2. Information Collected

We collect information from individuals who visit our Web Site (“Visitors”) and individuals who subscribe to use the Services (“Customers”). In order to be able to use the Services, you will have to electronically submit data or information (“Customer Data”). When you sign up to use our Services, We will ask you for certain identifying information so that We can verify your identity. The Customer Data that We will ask you to provide in that verification process is your name, your birth date, and your email address. We may also request that you provide Us with a verification code that We send to your email address. In some cases We may request additional information to help verify your identify. If you choose to complete the agreement/authorization process, We will request that you submit an electronic signature as well. When expressing an interest in obtaining additional information about the Services, We will require you to provide us with personal contact information, such as name, address, phone number, and email address (“Required Contact Information”). As you navigate our Web site, We may also collect information through the use of commonly-used information-gathering tools, such as cookies (“Web Site Navigational Information”). Web Site Navigational Information includes standard information from your Web browser (such as browser type and browser language), your Internet Protocol (“IP”) address, and the actions you take on our Web sites (such as the Web pages viewed and the links clicked).

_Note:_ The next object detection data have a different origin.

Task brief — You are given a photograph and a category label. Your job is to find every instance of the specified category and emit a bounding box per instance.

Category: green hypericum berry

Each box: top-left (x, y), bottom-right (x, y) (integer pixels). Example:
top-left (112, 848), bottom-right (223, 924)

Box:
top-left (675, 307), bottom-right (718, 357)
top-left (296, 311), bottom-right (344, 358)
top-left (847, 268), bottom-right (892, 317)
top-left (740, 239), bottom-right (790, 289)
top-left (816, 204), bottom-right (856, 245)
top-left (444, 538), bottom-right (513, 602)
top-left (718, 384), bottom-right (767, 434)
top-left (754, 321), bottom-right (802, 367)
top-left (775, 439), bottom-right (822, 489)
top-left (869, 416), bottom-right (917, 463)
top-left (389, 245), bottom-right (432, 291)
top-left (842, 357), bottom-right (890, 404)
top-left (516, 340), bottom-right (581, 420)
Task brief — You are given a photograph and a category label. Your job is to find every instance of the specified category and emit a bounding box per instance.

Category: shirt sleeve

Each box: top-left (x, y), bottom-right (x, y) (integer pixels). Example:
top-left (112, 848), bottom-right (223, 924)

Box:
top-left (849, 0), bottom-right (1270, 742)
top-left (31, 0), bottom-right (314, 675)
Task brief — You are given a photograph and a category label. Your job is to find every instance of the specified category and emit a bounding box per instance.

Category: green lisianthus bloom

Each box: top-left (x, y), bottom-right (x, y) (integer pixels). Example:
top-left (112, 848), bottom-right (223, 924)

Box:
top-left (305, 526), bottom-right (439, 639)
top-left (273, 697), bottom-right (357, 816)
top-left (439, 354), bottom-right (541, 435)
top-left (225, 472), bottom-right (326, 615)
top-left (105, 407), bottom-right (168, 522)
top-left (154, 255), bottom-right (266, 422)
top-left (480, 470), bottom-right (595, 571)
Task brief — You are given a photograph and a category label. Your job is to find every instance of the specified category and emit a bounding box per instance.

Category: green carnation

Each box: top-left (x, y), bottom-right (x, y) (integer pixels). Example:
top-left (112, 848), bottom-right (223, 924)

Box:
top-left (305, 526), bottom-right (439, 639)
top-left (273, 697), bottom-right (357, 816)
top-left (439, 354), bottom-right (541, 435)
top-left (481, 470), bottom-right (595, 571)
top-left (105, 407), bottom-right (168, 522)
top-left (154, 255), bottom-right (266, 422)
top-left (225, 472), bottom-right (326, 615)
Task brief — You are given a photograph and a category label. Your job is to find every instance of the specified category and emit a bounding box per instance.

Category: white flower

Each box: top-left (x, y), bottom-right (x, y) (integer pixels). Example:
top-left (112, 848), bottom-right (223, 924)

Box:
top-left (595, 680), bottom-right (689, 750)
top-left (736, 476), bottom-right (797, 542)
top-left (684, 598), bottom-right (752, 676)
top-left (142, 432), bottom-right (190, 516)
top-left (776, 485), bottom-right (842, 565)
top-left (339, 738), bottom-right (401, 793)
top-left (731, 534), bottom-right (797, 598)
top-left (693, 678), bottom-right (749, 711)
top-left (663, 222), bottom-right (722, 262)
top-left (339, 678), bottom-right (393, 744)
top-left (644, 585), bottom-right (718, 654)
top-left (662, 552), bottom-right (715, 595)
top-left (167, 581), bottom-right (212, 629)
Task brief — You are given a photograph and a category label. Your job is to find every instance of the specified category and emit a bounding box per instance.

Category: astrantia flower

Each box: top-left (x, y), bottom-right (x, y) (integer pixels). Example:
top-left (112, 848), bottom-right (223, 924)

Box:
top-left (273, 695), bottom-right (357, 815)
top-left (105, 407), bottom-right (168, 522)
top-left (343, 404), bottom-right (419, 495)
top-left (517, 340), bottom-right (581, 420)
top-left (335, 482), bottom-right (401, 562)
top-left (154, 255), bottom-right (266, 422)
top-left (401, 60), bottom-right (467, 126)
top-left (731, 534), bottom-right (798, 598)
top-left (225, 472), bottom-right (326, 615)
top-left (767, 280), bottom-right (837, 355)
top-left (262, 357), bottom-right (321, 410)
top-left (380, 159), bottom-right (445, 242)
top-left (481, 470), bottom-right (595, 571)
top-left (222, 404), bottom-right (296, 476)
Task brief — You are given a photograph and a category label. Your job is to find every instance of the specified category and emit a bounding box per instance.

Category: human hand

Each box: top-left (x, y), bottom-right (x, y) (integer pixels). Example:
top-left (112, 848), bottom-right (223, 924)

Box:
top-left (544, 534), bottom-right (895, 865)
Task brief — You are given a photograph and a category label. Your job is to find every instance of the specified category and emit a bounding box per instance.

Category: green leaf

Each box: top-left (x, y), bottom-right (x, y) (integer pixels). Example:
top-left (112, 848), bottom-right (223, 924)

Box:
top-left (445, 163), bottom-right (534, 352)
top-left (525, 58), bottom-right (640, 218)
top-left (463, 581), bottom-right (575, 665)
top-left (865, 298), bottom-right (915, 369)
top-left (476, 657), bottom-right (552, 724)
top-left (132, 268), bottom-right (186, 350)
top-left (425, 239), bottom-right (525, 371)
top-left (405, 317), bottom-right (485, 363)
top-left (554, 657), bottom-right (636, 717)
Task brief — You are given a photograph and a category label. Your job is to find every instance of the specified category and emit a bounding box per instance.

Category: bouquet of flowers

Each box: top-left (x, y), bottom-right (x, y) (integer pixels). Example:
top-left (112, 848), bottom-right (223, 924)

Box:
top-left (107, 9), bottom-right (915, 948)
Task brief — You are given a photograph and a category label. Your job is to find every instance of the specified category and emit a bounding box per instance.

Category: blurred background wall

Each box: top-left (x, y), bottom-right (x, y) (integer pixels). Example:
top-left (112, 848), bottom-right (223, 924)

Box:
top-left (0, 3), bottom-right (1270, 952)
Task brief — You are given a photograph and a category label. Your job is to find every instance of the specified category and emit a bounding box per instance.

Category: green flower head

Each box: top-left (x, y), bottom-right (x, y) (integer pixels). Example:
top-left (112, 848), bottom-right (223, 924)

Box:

3. Use of Information Collected

We use the information you provide to Us to perform the Services. For example, if you provide Us with your verification information and a signed authorization form, We will provide your information to our business partner so that they may provide their Services to you. Before We provide information to those business partners, We will tell you who they are, and get your agreement (or authorization) to share your information. We use Web Site Navigational Information to operate and improve our Web sites.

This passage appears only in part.